Be The Steamroller Not The Road

Be The Steamroller Not The Road

Change2

Be The Steamroller Not The Road

“Once a new technology rolls over you, if you’re not part of the steamroller, you’re part of the road.” – -Stewart Brand
I always chuckle when I hear SDN or OpenFlow “bigots”. I find that it is normally vendors being flippant towards SDN in general are from a handful of camps:


  • Incumbent vendors, realizing the days of high profit margins, through vertical integration on commodity silicon are coming to an end.
  • Companies who think proprietary southbound protocols is a good place to try and differentiate. The irony is, most of those are doing flow based forwarding with proprietary messaging protocols. Net is, the same flexibility and maybe even better than OF, but using closed wire protocols. So it makes sense, of course they trash OF because they want to separate themselves using the same concepts and be the “innovator”. I personally think the application layer is the place to focus to be effective. I am expecting Intel to own the edge hardware market someday, but thats for another day.
  • Then there is the a-typical IT guy, that hates change. Hey, thats understandable. I like stability as much as the next fear of failure driven person. Server guys freaked out over server virtualization, mainframe guys hugged their water cooled monoliths all the way to the dumpster, but at the end of the day, IT abstraction doesn’t shrink jobs. Horizontalization creates jobs and enables innovation.
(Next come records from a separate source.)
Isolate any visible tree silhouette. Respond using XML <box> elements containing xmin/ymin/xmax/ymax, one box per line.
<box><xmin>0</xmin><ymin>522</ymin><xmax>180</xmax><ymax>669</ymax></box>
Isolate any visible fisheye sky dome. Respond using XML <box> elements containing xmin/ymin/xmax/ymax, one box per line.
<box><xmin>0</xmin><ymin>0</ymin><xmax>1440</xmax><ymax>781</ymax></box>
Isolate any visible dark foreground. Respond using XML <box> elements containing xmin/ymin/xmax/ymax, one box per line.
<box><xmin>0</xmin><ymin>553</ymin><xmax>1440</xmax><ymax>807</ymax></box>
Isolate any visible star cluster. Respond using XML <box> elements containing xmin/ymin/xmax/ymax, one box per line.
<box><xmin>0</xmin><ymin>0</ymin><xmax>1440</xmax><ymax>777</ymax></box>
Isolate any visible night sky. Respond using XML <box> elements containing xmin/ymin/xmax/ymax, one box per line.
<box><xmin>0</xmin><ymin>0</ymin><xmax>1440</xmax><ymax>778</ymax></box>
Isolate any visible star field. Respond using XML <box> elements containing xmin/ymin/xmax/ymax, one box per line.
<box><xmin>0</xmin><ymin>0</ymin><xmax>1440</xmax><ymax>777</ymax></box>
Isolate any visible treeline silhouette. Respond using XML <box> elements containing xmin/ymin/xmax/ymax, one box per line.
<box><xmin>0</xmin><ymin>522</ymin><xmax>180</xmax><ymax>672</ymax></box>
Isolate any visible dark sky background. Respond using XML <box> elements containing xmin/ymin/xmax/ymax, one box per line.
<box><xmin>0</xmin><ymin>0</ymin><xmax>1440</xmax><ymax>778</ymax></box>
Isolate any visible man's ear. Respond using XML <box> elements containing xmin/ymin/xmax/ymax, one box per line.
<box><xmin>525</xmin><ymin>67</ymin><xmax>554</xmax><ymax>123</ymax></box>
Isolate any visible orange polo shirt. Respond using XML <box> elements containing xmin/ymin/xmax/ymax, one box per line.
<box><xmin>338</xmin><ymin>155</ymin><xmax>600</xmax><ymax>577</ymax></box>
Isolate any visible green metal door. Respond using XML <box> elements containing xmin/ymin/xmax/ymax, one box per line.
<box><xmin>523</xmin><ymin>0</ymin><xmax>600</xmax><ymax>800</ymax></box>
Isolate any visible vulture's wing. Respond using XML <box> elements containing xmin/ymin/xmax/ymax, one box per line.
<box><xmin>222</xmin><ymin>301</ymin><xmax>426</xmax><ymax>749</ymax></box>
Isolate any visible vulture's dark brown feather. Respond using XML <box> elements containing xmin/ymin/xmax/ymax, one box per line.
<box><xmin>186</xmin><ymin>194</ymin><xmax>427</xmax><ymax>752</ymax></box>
When people spend time to understand that OpenFlow is merely an open messaging protocol to instantiate flow based forwarding. Flow based forwarding integrates L4 into forwarding decisions. L4 adds rudimentary application awareness. OpenFlow is merely a means of forwarding L1-L4 in a single protocol. Thats not to say you don’t need other protocols. OpenFlow has no awareness of port provisioning etc. That leaves plenty of room for differentiation in the management plane and actually building applications to control the network. Odds are, one vendors SDN solution isn’t much different from the next when you look under the hood. Outside of performance, look for application differentiation, not who has the best flow-based forwarding protocol.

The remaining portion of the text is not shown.